“Alô, me diga, será que aquele garoto, o Roberto, conseguiria ser educado por mim?”
Ela piscou os olhos grandes, sugerindo que Frederico dissesse algo agradável para animá-la.
No entanto, Frederico respondeu sem pensar:
“Não consegue.”
Betina, furiosa, pegou o travesseiro e atirou nele.
“Hoje à noite, vai dormir no chão!”
Frederico pegou o travesseiro do chão, sem protestar, caminhou até o sofá no canto da suíte e logo se deitou para dormir.
Depois que as luzes se apagaram, Betina permaneceu deitada na cama, mas não conseguia adormecer.
Ela olhou para o rosto adormecido de Frederico, que, sem perceber, começou a se sobrepor àquela expressão rígida que ela guardava na memória.

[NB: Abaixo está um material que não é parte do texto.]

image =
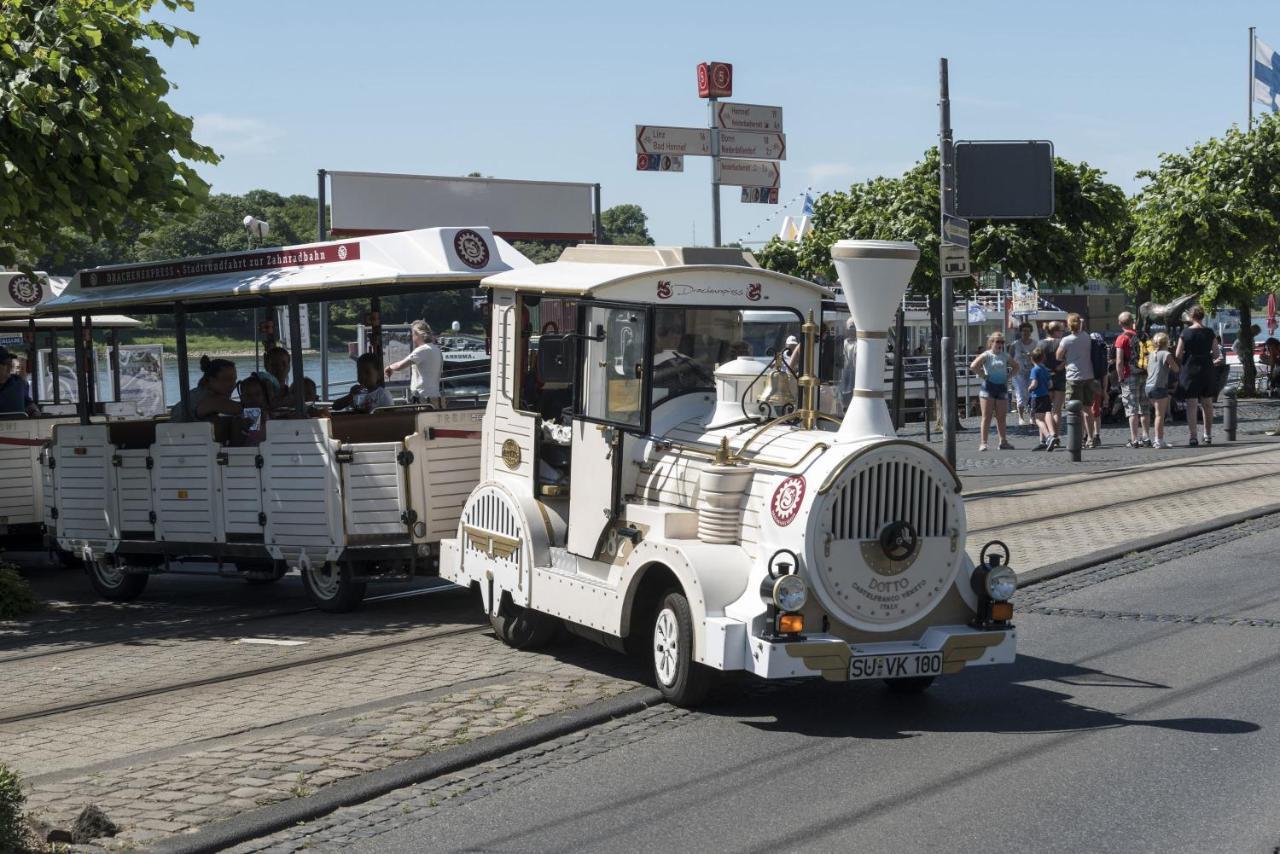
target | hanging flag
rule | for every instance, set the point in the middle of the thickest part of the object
(1266, 74)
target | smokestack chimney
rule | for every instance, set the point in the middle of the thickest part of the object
(874, 275)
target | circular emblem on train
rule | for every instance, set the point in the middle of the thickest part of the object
(511, 453)
(26, 291)
(786, 501)
(471, 249)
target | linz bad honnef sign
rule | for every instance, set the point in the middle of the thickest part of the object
(1006, 179)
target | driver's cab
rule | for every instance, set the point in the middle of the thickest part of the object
(634, 357)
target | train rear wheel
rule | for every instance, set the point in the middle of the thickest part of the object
(332, 588)
(113, 583)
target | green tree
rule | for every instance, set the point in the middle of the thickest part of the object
(1208, 220)
(87, 141)
(626, 225)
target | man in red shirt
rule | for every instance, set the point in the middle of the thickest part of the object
(1133, 388)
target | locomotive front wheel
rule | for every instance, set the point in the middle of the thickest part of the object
(910, 685)
(330, 588)
(113, 583)
(524, 629)
(680, 679)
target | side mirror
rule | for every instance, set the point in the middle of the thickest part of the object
(556, 357)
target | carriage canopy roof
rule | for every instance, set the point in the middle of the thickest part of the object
(356, 268)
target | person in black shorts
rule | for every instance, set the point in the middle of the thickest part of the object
(1197, 383)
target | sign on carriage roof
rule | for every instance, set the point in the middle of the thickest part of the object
(213, 265)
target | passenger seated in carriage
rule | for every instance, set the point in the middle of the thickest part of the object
(211, 396)
(369, 393)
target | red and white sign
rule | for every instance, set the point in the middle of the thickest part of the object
(714, 80)
(748, 117)
(653, 138)
(748, 173)
(748, 144)
(785, 505)
(216, 264)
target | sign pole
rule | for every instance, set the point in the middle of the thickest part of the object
(947, 204)
(714, 131)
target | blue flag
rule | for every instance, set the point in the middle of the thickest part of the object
(1266, 74)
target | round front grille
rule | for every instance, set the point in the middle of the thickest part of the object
(888, 539)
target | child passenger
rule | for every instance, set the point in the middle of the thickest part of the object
(369, 393)
(1042, 410)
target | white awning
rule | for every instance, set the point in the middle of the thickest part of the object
(332, 270)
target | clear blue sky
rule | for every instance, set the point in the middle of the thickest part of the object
(552, 90)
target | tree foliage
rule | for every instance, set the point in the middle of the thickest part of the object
(1068, 247)
(87, 141)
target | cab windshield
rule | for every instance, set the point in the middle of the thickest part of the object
(690, 343)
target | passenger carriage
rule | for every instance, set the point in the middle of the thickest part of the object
(344, 498)
(663, 494)
(22, 437)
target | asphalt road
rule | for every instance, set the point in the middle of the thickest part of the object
(1142, 716)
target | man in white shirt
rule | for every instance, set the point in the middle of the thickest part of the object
(425, 362)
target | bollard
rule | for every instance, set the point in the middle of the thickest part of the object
(1229, 418)
(1074, 429)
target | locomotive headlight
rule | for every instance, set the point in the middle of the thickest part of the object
(1001, 584)
(786, 592)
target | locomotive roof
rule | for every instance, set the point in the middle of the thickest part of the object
(347, 269)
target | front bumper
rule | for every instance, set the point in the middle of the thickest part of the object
(828, 657)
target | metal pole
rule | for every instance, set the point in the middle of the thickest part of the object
(179, 328)
(599, 214)
(298, 389)
(81, 383)
(321, 234)
(714, 132)
(1252, 48)
(945, 192)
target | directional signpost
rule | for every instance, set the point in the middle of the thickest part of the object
(744, 141)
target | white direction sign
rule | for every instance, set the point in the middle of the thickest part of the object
(955, 231)
(748, 173)
(955, 261)
(652, 138)
(749, 144)
(748, 117)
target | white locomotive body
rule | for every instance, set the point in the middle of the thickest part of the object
(680, 502)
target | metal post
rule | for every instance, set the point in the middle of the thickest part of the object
(81, 380)
(1252, 48)
(298, 389)
(945, 191)
(599, 214)
(32, 359)
(179, 328)
(323, 233)
(1230, 419)
(1074, 432)
(714, 132)
(899, 374)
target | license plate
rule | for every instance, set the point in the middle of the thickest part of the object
(895, 666)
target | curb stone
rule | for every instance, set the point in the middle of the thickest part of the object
(344, 793)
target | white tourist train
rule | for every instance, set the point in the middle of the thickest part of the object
(344, 498)
(649, 483)
(23, 437)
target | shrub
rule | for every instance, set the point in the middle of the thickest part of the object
(16, 596)
(13, 835)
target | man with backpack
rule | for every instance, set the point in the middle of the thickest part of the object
(1130, 370)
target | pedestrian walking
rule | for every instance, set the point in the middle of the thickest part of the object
(1075, 352)
(1057, 371)
(995, 366)
(1133, 383)
(1020, 351)
(1161, 368)
(1042, 410)
(1197, 351)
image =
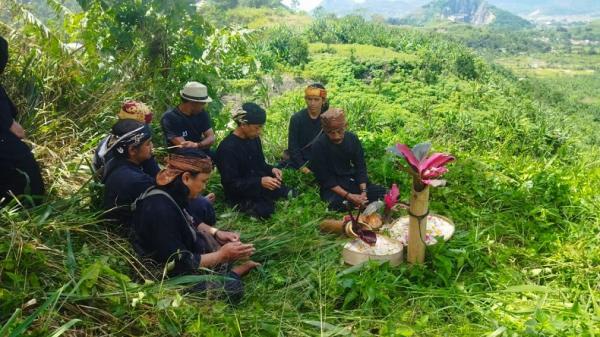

Logo se lembrou de quando eram crianças e ele sempre ia contra ela, o que a fazia ser repreendida pelos familiares.
Depois de adultos, ele ainda teve a coragem de trair, arranjando outra mulher e deixando para ela todos os problemas da casa.
Droga.
Quanto mais pensava naquele homem desprezível, mais raiva sentia.
Assim, Betina saiu da cama devagar, pegou o lápis de olho da penteadeira e se agachou ao lado de Frederico.
Desenhou um enorme jabuti em seu rosto!
Hehe, jabuti come carvão.
Você é um canalha de coração preto!
Frederico sempre foi um homem vaidoso; quando acordasse na manhã seguinte e visse o desenho de jabuti em seu rosto, certamente ficaria furioso.
Betina cobriu a boca e riu de felicidade.
Então, satisfeita, voltou para a cama e enfim conseguiu dormir.
Enquanto isso, Roberto, trancado no quarto, não conseguia pregar o olho.
Fumar e jogar eram de fato seus passatempos favoritos.
Mas quando esses passatempos se transformaram em obrigações, tornaram-se um fardo insuportável.
Sentado no quarto, ele não conseguia comer direito, nem descansar.
Aflito, debruçou-se na porta para espiar o corredor.
Por acaso, viu Sérgio passando pela porta com um livro nas mãos.